One word = Brexit

Week Commencing Monday 20th June 2016

Overriding Market Themes

Given it is Brexit week, all news stories are converging on the UK. We start with the IMF stating that the UK leaving the EU would hit British living standards, stoke inflation and wipe up to 5.5 percent off GDP. The IMF then looks at two future scenarios. In the first, Britain rapidly agrees a new trade deal with the EU; in the second, the negotiations are more protracted and Britain eventually settles for basic World Trade Organisation rules. In the first scenario, sterling depreciates by 5 percent. GDP growth slips to 1.4 percent in 2017 and unemployment rises slightly. In the second scenario, the UK falls into recession next year. Unemployment hits about 7 percent by 2018, up from around 5 percent currently. Real wages will stagnate, mainly because of high inflation. However, Britain’s trade balance will move into a small surplus as Sterling depreciates.

The Bank of England continues to face flak from the Vote Leave camp, with Bank of England governor Mark Carney hitting back at critics warning him about commenting on the referendum. This comes as the Bank of England issued a fresh warning that a vote to leave risked knocking economic growth, pushing the pound sharply lower and sending shockwaves through the global economy. This comes as the European Central Bank has pledged to flood the financial system with euro liquidity if credit markets seize up after a Brexit vote. The reassuring words put to rest many fears that the ECB might withhold full cooperation from the Bank of England in the poisonous political mood after a withdrawal vote. There had been fears that a funding crunch for international banks in the City could immediately follow a Brexit situation. The ECB, coupled with the Bank of England go a long way to reassure financial markets that liquidity will not be a problem should the UK population vote to leave.

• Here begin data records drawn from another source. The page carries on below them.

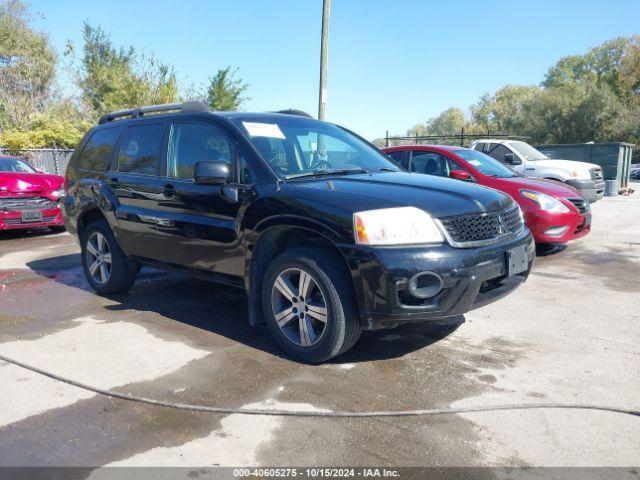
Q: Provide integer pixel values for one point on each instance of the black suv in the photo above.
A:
(327, 235)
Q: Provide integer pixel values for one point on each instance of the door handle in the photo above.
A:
(168, 191)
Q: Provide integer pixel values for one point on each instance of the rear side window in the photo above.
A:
(140, 150)
(98, 150)
(431, 163)
(397, 157)
(498, 152)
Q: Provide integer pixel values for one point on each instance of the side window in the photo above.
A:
(190, 143)
(246, 175)
(397, 157)
(429, 163)
(140, 150)
(98, 150)
(498, 151)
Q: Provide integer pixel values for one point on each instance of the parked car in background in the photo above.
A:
(28, 198)
(326, 234)
(555, 213)
(530, 162)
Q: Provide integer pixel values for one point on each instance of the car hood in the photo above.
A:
(28, 183)
(568, 165)
(441, 197)
(550, 187)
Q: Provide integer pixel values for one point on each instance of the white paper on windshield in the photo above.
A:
(256, 129)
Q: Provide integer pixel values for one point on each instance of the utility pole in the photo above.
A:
(324, 53)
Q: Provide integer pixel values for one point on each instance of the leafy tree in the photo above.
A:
(27, 66)
(116, 78)
(225, 92)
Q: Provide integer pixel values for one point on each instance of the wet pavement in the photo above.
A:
(569, 335)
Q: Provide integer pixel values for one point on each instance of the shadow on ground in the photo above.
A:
(223, 311)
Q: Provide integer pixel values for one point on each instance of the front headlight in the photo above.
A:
(395, 226)
(545, 202)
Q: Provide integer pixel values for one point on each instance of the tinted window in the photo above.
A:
(430, 163)
(397, 157)
(196, 142)
(140, 150)
(298, 146)
(498, 151)
(8, 164)
(98, 150)
(485, 164)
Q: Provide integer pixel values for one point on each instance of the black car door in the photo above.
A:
(136, 183)
(197, 224)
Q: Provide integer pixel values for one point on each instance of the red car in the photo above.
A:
(28, 198)
(553, 211)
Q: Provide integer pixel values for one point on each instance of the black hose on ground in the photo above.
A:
(303, 413)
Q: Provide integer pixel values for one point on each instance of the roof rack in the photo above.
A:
(292, 111)
(167, 107)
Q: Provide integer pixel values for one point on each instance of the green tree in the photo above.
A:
(225, 92)
(116, 78)
(27, 67)
(507, 111)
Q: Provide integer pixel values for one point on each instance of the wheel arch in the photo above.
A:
(277, 238)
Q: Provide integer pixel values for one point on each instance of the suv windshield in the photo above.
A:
(527, 151)
(485, 164)
(14, 165)
(300, 147)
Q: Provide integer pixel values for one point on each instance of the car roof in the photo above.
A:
(449, 148)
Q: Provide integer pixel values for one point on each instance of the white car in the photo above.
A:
(530, 162)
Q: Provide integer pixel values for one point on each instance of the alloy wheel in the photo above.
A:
(299, 306)
(98, 256)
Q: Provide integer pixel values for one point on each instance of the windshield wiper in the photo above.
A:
(334, 171)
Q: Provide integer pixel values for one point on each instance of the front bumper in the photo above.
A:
(539, 222)
(592, 190)
(12, 220)
(471, 278)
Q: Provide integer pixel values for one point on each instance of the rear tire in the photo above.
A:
(105, 266)
(308, 304)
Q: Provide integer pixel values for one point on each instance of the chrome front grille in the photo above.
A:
(25, 203)
(482, 228)
(581, 204)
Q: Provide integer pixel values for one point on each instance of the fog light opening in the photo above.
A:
(556, 231)
(425, 285)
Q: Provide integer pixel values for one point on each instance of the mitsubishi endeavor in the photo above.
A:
(327, 235)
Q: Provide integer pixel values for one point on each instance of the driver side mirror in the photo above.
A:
(460, 175)
(511, 159)
(211, 173)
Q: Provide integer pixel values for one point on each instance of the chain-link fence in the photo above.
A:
(49, 160)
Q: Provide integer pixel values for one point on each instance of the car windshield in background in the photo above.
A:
(300, 147)
(14, 165)
(485, 164)
(527, 151)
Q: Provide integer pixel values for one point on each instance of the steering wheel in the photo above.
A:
(321, 164)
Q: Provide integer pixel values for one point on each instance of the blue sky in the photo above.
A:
(392, 64)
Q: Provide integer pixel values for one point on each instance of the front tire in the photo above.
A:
(309, 306)
(105, 266)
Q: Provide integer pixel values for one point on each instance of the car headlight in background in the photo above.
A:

As campaigning resumes today after the murder of Jo Cox, Remain is attracting support once again, pushing the bookmakers odds of a remain up to 73 percent. The recent Survation poll, which was gathered on Friday and Saturday, shows Remain on 45 percent with Leave on 42 percent. Opinium have the two sides level while Yougov put Remain ahead by one. The new polls and market moves indicate a change in momentum, after several weeks when support for leaving the EU appeared to be growing. It's notoriously difficult to persuade people to reject the status quo in referendums, however with the Sun newspaper recently declaring its support for Brexit, anything is possible.


GBP This Week

The UK’s referendum on EU membership is the only event of note, and given how this is probably the most significant event in financial markets this year, all eyes will focus on the UK on Thursday. Local authority and regional results are likely to be released late Thursday/ early Friday, with a general direction ascertained by 3 am Friday. As such, expect severe volatility on Friday.

USD This Week

We expect the USD to trade range bound as the UK EU referendum looms, following the relatively dovish June FOMC. As with the rest of the world, data releases are unlikely to move markets as traders wait to see the outcome of the UK’s EU referendum. In terms of data however, we look for the Conference Boards’ index to edge down by 0.1 percent on the month. On Friday we expect total orders for durable goods to have increased by 0.7 percent on the month in April, while the University of Michigan consumer sentiment index should be revised down to 94.0 from 94.3.

EUR This Week

Euro areaflash PMI’s are all due to be released on Thursday however these will be eclipsed by the UK’s vote on EU membership. We expect the Euro area PMI’s to edge down in June to 52.9, owing to slightly weaker confidence in the manufacturing and services sector. Finally, we expect German IFO on Friday to continue to indicate strong growth in Germany.